Real-World Validation
Showcase isn't a toy example or proof of concept. It's been running in production for several years:
- 75+ dance studios (customers)
- 350+ events (tenants) across 8 countries on 4 continents
- Zero security incidents (structural isolation prevents leakage)
- One person operation (minimal operational overhead)
- ~$100/month (infrastructure costs)
During live events, the system handles:
- Multiple judges entering scores simultaneously
- Real-time displays updating for audiences
- PDF generation for scorecards
- Audio file uploads for DJ playlists
- Background jobs for batch operations
All with SQLite, TurboCable, and Navigator. No Postgres, no Redis, no Kubernetes.
The SQLite Renaissance
This architecture fits into a broader trend: SQLite is being taken seriously for production applications.
Recent developments:
- Turso - Distributed SQLite (SQLite-over-HTTP)
- Litestream - SQLite replication to S3
- LiteFS - Distributed SQLite filesystem
- Rails 8 - SQLite as first-class citizen with proper defaults
For applications that fit SQLite's constraints (single writer, moderate write volume, local access), it offers unbeatable simplicity:
- Zero configuration
- No network latency
- Simple backups (from file copies to comprehensive solutions like Litestream)
- Built-in connection pooling via Rails
- No query planner tuning
Showcase proves SQLite scales to real applications at real scale, not just prototypes.
Try It Yourself
All the pieces are open source:
- Navigator: github.com/rubys/navigator
- TurboCable: github.com/rubys/turbo_cable
- Showcase application: github.com/rubys/showcase
To use TurboCable in your Rails app:
# Gemfile
gem 'turbo_cable'
bundle install
rails generate turbo_cable:install
Your views and models stay the same.
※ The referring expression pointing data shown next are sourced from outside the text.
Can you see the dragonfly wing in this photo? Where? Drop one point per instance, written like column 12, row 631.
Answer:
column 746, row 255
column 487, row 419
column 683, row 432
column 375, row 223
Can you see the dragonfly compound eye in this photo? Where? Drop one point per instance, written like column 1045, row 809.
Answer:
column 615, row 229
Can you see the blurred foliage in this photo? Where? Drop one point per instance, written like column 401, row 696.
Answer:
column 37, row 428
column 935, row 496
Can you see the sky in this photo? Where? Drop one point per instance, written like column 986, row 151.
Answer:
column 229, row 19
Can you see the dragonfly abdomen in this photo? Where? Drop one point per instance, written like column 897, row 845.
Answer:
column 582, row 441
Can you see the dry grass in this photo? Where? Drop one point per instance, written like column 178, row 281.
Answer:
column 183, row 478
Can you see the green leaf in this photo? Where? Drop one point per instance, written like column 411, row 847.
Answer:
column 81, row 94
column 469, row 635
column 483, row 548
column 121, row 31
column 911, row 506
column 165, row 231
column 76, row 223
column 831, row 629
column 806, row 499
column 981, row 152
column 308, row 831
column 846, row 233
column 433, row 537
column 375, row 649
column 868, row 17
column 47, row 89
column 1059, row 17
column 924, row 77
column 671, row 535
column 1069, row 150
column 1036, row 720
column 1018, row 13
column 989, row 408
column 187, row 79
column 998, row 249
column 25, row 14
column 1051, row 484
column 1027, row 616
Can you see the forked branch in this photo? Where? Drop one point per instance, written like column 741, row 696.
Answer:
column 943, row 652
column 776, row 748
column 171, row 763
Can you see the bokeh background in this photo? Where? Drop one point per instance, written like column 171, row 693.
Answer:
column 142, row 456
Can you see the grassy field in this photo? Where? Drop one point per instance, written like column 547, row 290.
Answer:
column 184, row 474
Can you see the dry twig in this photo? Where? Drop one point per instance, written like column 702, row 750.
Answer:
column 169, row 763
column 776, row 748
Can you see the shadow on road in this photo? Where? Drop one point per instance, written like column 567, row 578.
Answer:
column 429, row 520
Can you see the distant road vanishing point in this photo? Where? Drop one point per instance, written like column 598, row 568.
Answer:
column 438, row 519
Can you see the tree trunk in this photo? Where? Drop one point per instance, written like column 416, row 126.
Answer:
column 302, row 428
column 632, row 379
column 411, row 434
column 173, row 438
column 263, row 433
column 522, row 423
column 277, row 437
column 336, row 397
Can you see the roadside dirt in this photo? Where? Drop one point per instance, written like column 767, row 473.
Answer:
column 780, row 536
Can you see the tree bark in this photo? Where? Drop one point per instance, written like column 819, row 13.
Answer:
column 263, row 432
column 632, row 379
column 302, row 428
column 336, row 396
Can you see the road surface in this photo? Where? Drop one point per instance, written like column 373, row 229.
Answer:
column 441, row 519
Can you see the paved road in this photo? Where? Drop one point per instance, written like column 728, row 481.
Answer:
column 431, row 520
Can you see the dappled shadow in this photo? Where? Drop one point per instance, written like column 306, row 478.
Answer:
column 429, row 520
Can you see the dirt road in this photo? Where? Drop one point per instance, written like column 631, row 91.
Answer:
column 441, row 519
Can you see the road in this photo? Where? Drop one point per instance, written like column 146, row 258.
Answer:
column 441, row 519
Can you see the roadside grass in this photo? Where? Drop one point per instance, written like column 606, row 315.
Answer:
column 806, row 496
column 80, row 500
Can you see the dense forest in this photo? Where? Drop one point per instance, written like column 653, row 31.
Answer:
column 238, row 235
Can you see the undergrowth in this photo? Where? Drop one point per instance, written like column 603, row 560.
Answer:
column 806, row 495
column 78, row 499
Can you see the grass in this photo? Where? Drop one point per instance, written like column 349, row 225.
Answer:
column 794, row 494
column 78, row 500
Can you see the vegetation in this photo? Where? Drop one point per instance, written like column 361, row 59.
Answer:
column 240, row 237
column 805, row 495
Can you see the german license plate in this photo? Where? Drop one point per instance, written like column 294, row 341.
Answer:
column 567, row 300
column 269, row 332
Just remove Action Cable channels that only do stream_from with no custom actions.
See EXAMPLES.md for real-world patterns: live scoring, progress tracking, streaming command output, and more.
Conclusion
Most tutorials teach the default architecture: Postgres + Redis + horizontal scaling. This makes sense for applications that need it.
But if your data naturally partitions by tenant, there's a simpler path: shared-nothing multi-tenancy with SQLite, TurboCable, and process isolation.
The constraints that make these technologies "unsuitable" for traditional architectures are exactly what makes them perfect for multi-tenant isolation:
- SQLite's single-machine constraint → Zero network latency
- TurboCable's single-process constraint → No distributed state
- Navigator's process-per-tenant pattern → Structural data isolation
The result is radical simplification: no Redis, simple connection management, no distributed locking, no cross-tenant query bugs.
Start simple. Scale by adding machines, not middleware. Let your architecture cohere around aligned constraints.
Running 350+ real-time applications for $100/month isn't magic—it's just embracing the right constraints.
Building this architecture required both technical implementation and thorough documentation at multiple levels. For insights into the development methodology that made this possible, see Disciplined use of Claude.
For complete architectural details including operations, maintenance mode, backups, and deployment patterns, see ARCHITECTURE.md in the showcase repository.